2012 - Argo
Ben Affleck's third directing gig, following critically-acclaimed films Gone Baby Gone and The Town, was 2012's Argo, which told a relatively fictionalized account of the Canadian Caper during the Iran Hostage Crisis in the late 1970s.
Also starring Affleck - alongside Bryan Cranston, John Goodman, Alan Arkin, and more - the became an astounding critical and commercial success. It won three Academy Awards from out of seven nominations, including Best Picture, although was controversial for lacking a Best Director nomination for Affleck.
2013 - Gravity
Alfonso Cuarón followed up his success with movies such as Children of Men and Harry Potter and the Prisoner of Azkaban by directing what is considered one of the most visually-stunning space films ever made: Gravity. Based on an original script from himself and his son, Jonás Cuarón, critics called the film "an eerie, tense sci-fi thriller that's masterfully directed and visually stunning."

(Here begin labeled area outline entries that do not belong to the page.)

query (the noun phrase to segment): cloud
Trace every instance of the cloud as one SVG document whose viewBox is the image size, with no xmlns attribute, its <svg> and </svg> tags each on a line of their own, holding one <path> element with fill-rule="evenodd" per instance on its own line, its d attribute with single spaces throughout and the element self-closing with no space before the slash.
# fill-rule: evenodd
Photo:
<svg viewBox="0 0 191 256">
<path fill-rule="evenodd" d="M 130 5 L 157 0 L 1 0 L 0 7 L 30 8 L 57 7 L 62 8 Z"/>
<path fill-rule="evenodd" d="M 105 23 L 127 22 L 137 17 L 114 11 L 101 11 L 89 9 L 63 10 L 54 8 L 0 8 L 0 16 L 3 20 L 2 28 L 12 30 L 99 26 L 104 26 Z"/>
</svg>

Thanks to the critical praise and the presence of Sandra Bullock and George Clooney, Gravity became an enormous box office success, grossing $723.2 million worldwide against an estimated production budget of merely $100 million. Despite the low cost, the film's effects were so impressive one reporter was convinced that Cuarón actually filmed the movie in space.
2014 - Boyhood
Richard Linklater followed up 2013's Before Midnight, the third installment in his Before trilogy, with the coming-of-age film, Boyhood, starring Ellar Coltrane, Patricia Arquette, and Ethan Hawke. The movie charts the childhood of a Texan child from six years old to eighteen, exploring the ebbs and flows of his life in a divorced home. Aside from the story, what makes Boyhood so special is that Linklater did something that was considered inconceivable: film a movie in real-time over the course of almost a decade.

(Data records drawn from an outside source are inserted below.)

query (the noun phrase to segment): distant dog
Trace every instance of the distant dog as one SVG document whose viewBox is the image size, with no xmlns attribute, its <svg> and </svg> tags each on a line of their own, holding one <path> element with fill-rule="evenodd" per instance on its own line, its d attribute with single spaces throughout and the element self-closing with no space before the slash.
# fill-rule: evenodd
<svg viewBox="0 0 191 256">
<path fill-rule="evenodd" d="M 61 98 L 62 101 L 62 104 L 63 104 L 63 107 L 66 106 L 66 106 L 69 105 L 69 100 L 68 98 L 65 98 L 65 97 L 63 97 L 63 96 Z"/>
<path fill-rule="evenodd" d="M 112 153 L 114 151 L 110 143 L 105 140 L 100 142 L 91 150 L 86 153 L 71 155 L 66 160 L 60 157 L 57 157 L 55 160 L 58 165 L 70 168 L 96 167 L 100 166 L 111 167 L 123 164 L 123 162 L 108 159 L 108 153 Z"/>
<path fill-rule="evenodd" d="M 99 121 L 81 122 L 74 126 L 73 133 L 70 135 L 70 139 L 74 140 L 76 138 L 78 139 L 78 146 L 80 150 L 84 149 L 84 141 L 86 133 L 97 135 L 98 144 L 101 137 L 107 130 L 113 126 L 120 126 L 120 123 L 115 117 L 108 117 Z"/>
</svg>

That behind-the-scenes factor is part of why it was so praised when it finally released to the general public in 2014, earning it overwhelmingly positive reviews and several major awards.
2015 - Mad Max: Fury Road
George Miller's iconic Mad Max franchise laid dormant ever since Mad Max Beyond Thunderdome, starring Mel Gibson as the titular character, hit theaters in 1985. The acclaimed filmmaker managed to successfully reboot the franchise thirty years later, however, with the fourth installment in the series, Mad Max: Fury Road, starring Tom Hardy as Max Rockatansky and Charlize Theron as Imperator Furiosa.
The movie achieved unanimous critical acclaim - with the Rotten Tomatoes consensus citing the film's "exhilarating action" and "surprising amount of narrative heft" - and did better than a reboot of a cult hit had any right to do at the box office. To cap off its success, the film became a major awards frontrunner, winning the most Oscars of that year. Not bad from a highly troubled production.
2016 - Moonlight
Barry Jenkins' Moonlight was one of the most-talked-about movies in 2016, and rightfully so. The film, starring Trevante Rhodes, Naomie Harris, and Mahershala Ali, released to overwhelming critical praise, with everything, from script to performances to direction, getting top marks from critics.
The film ended up winning the Oscar for Best Picture (after a rather spectacular mix-up with La La Land, of course), marking out a bunch of firsts: it was the first time the award had gone to a film with an all-black cast or one with an LGBT subject matter.
2017 - Get Out
Jordan Peele took the industry by surprise in 2017 with his directorial debut, Get Out, starring Daniel Kaluuya as a black man lured into a trap by his white girlfriend. The horror film released in a politically-charged climate that not-so-subtly addressed present-day social issues in a wildly entertaining way, seeing it hit with all corners of the audience.
It was, in no uncertain terms, an astounding critical and commercial success, grossing $254.3 million against an estimated production budget of $4.5 million and going on to be nominated for multiple awards. Only time will tell, though, if it ends up being nominated for Best Picture, let alone taking the top prize.